Os olhos de Joaninha marejaram. Sentia-se amada. Pela primeira vez, via a possibilidade de um futuro diferente se aproximando como uma brisa suave que antecede a mudança das estações.
Uma semana se passou desde que a notícia sobre o homem rico correu pela cidade como vento em noite de tempestade. Joaninha estava sentada ao lado da mãe, sob a luz suave do fim da tarde, enquanto Gisele terminava os últimos detalhes do vestido. Suas mãos experientes passavam a agulha com cuidado, como se cada ponto fosse um sussurro de amor.
— Mãe… — disse Joaninha, quebrando o silêncio — A senhora acha mesmo que eu posso ser escolhida?
Gisele parou por um instante, ergueu os olhos e sorriu com ternura.
— Claro que sim, minha filha.

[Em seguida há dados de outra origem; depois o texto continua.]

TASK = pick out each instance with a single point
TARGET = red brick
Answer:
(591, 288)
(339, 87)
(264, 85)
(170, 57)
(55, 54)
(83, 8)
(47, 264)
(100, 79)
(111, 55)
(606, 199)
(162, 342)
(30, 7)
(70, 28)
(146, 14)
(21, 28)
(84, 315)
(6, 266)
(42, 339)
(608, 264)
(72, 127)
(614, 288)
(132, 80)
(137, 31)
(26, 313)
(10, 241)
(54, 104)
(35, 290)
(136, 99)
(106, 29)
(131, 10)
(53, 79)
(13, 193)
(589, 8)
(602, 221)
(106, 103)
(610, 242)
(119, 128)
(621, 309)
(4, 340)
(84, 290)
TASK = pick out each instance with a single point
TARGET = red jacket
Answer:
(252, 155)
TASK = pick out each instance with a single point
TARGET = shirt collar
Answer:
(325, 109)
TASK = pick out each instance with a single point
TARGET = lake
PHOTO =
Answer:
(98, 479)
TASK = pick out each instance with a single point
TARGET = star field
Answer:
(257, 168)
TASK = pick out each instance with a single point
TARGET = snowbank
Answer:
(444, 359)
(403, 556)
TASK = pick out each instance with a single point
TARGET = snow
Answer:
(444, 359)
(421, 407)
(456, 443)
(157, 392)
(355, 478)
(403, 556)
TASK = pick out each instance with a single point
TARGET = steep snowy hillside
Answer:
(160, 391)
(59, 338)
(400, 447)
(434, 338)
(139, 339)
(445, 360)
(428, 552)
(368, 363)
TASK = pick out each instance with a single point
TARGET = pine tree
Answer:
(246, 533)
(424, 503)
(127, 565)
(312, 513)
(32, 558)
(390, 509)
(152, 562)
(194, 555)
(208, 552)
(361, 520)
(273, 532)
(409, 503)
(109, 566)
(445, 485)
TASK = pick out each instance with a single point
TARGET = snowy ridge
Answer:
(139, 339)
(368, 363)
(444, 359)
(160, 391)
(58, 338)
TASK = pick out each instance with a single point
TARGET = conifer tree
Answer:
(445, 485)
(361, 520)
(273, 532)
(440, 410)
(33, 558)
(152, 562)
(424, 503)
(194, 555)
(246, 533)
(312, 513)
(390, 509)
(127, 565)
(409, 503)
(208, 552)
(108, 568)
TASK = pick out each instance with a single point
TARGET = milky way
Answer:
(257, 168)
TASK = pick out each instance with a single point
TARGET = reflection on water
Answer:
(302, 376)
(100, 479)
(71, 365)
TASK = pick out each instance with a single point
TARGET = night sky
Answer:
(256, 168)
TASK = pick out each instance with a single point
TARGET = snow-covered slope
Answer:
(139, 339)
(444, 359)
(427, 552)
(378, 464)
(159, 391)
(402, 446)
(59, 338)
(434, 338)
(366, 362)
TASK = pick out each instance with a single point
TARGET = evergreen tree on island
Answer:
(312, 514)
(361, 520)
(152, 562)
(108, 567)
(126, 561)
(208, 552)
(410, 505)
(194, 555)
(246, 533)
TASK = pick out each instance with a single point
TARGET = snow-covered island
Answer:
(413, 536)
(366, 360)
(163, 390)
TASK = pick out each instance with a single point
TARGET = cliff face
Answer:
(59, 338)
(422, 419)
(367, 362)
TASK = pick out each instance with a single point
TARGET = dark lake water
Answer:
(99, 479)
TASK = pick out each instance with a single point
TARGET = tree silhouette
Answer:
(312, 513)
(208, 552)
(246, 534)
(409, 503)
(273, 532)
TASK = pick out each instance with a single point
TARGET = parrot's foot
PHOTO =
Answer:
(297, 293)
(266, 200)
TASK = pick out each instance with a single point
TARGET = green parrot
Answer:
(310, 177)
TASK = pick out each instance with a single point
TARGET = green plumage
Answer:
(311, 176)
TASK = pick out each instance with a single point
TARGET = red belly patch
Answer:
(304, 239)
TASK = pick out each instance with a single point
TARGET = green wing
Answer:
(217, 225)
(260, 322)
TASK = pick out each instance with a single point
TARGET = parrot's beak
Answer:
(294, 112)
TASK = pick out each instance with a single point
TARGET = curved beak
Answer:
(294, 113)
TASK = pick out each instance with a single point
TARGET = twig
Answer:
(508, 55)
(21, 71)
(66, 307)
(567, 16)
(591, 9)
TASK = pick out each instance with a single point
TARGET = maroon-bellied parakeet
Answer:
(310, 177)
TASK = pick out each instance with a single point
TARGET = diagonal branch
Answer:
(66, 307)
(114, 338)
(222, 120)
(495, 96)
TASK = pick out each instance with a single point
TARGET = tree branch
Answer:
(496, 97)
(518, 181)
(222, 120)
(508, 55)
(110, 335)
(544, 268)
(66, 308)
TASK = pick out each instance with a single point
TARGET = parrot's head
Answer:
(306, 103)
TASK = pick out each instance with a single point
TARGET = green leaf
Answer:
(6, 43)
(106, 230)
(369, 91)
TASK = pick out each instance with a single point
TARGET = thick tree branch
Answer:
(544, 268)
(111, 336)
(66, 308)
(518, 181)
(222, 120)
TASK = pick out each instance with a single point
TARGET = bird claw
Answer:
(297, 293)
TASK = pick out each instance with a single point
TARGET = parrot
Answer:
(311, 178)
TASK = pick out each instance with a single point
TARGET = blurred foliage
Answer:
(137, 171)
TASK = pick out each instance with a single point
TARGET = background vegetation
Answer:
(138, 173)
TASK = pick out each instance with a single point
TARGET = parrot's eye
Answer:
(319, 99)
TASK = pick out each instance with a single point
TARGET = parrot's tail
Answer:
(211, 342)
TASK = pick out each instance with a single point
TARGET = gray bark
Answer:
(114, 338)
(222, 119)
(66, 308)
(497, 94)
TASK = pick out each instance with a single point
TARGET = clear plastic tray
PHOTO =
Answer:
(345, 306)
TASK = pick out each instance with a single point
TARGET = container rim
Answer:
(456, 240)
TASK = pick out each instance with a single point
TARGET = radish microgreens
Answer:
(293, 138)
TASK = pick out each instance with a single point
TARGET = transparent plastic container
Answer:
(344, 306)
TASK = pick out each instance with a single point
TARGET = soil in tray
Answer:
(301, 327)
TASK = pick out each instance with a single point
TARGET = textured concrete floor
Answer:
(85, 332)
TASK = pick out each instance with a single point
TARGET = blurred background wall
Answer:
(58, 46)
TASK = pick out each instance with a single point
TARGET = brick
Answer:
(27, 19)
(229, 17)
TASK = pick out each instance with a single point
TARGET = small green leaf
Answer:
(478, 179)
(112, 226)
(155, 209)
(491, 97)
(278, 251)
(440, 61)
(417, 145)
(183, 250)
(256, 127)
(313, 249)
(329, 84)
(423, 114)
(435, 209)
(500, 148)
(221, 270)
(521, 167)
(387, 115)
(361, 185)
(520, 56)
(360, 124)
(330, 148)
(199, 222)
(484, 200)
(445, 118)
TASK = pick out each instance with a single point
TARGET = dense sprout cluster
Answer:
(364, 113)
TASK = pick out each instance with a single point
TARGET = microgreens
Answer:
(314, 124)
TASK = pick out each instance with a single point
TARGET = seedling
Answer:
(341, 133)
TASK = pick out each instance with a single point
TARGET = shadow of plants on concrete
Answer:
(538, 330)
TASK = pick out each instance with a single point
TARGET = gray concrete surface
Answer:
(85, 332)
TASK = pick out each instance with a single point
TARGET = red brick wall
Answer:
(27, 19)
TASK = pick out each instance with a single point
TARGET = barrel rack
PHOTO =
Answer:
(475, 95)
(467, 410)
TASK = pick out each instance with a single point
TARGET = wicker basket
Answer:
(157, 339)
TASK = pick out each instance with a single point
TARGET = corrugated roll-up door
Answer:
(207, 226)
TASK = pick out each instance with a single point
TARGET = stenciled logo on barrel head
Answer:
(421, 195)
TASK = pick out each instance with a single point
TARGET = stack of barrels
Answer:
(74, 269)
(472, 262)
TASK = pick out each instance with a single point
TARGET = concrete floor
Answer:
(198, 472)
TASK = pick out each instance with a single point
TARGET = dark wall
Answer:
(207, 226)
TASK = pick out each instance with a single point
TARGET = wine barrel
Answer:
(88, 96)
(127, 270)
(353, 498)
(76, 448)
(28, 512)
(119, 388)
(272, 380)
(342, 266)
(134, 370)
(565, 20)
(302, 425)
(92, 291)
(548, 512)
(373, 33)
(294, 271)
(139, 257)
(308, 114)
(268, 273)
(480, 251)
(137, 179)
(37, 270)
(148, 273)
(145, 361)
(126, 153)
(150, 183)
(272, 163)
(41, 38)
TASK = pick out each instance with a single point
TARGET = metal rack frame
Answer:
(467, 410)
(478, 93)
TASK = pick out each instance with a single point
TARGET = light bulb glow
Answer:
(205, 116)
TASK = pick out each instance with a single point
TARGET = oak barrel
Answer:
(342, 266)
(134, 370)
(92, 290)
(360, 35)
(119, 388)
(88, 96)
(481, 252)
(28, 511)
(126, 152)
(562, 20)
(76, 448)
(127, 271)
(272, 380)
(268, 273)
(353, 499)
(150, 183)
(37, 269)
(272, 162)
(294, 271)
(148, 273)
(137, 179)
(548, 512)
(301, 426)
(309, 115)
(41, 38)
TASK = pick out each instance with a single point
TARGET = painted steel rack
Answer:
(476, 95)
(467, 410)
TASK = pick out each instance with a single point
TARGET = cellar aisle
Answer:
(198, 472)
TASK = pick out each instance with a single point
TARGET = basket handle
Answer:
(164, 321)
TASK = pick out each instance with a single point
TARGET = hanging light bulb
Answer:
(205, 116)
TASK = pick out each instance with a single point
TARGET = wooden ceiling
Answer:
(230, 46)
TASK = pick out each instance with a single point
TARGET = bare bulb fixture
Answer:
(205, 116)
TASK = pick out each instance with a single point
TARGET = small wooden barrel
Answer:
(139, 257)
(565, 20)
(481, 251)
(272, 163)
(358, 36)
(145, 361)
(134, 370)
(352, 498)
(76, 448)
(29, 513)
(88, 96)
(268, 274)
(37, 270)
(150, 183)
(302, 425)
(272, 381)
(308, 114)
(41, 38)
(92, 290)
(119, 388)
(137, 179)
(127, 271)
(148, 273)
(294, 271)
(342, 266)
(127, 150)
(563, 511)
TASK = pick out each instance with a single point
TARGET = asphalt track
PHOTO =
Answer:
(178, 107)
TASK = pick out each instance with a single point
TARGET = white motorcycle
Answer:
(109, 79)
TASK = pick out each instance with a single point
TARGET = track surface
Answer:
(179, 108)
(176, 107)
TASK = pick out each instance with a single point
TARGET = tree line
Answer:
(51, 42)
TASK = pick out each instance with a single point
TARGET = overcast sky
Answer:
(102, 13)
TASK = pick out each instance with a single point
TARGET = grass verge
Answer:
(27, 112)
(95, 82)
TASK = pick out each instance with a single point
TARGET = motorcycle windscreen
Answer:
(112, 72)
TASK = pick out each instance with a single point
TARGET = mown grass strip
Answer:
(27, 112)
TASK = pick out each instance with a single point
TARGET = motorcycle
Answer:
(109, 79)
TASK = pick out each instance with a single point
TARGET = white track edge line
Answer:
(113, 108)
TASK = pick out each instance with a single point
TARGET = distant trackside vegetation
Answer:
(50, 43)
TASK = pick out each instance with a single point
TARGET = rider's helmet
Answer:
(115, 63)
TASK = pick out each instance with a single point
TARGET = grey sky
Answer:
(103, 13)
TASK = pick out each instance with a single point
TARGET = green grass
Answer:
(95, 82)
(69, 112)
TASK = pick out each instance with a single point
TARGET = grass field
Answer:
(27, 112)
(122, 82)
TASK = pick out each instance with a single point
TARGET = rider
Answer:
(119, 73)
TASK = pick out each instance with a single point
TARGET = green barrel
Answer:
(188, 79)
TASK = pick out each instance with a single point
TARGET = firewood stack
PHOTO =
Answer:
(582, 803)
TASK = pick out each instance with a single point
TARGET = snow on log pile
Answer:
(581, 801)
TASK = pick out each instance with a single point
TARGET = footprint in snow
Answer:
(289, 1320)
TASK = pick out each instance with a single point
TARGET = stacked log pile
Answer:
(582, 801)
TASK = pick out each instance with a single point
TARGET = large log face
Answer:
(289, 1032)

Você é maravilhosa. Tem um coração lindo e uma luz que ninguém pode apagar.
Joaninha sorriu, emocionada.
— Ah, mãe… a senhora é incrível. Obrigada por tudo.
— Tudo o que eu mais desejo é ver você voar, minha filha. Que você tenha uma vida melhor, mais leve… Que a gente possa sonhar mais alto. Você merece isso.
Elas se abraçaram com força, em silêncio, com os corações aquecidos pela esperança.